Although I love to put up a new- to- me wreath or pot a plant in a used pot on our front stoop I didn't realize for a while that others too enjoyed it. Children started mentioning my changes to me when they walked by the property. What I was doing for me gave others a smile too. Many around us have very neglected property and children also need to see beauty and know it is possible. That has spurned me on when I am feeling overly tired. I also found that how doing pretty things inside, even if I am the only one to see it, or only one who cares lifts my spirit. When you feel uplifted you even feel better in so many ways. God is the original author of beauty. He designed a beautiful earth for us to live in. He didn't have to do this, but He did. He really cares. Sarah

Sue said...

What a lovely post Brenda. I agree completely. I have always thought your home should convey to others what is important to you...in my home it would be books, grandchildren, and faith and a love for beauty. I also loved Vee's comment about keeping one's person "beautiful too, neatly groomed and smiling" I often run to the store and feel like such a mess, and I am sure I fail to greet others and be as kind as I ought when I am so rushed and disheveled.
More to ponder:-)

Sallie @ A Quiet Simple Life said...

Cozy is my operative word. :-)

When we sold our last house, the buyer said it was the first house she walked into that felt warm and welcoming, like a hug. That's about the highest compliment someone could pay me about our home. We don't have the latest and greatest, but I work very hard to make my home cozy with what I have. :-)

Morning's Minion said...

I nust confess that the first thing a visitor might notice on any given day is that I'm not overly tidy in my housekeeping. Clean--not tidy. It is usually books and such that are the culprits--tottery stacks of things to be read.
Beyond that, it would be easy to see that I love vintage items, that I am a quilt maker, a dedicated gardener, and that we have given refuge to an assortment of CATS. The activities of the feline residents dictate that most of my glass and china collectables [either inherited or found in charity shops] are displayed only behind cupboard doors.
The house usually smells good--something simmering or baking.
The former owners of our 1980-built cottage were gardeners and their legacy of flowers and shrubs has been enhanced by my three past seasons of flower gardening, so the dooryard itself is welcoming.
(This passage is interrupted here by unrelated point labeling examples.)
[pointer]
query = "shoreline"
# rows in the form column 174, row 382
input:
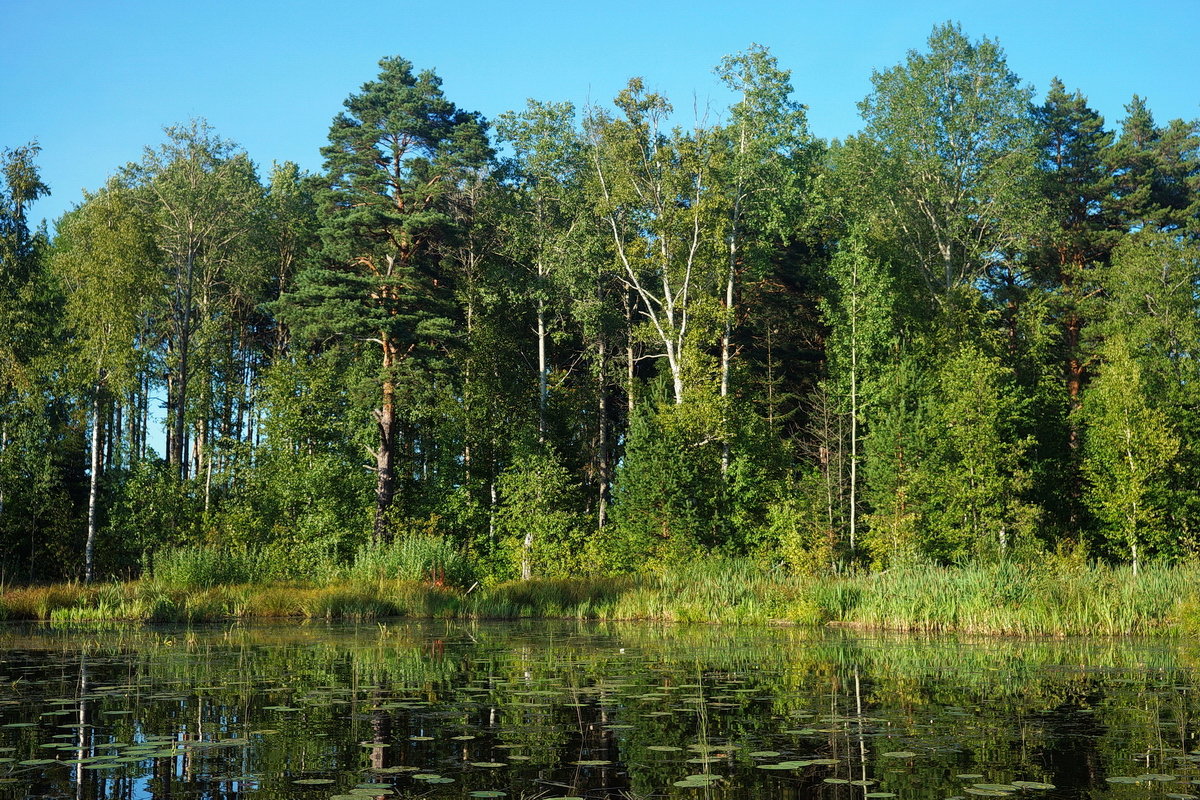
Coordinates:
column 995, row 600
My husband's collectibles occupy the set of rustic cherry shelves on the right of the fireplace. The left-hand shelves are mine and I change the displays infrequently, as the spirit moves me.
My Grampa Mac's rocking chair sits near the shelves [adjacent to the fireplace]and a small table overflows with my Bible, a study guide, and whatever books and magazines I'm currently enjoying.
I hope that our home is inviting [in spite of cat hair which I constantly vacuum] and suggests that the occupants are interesting folk!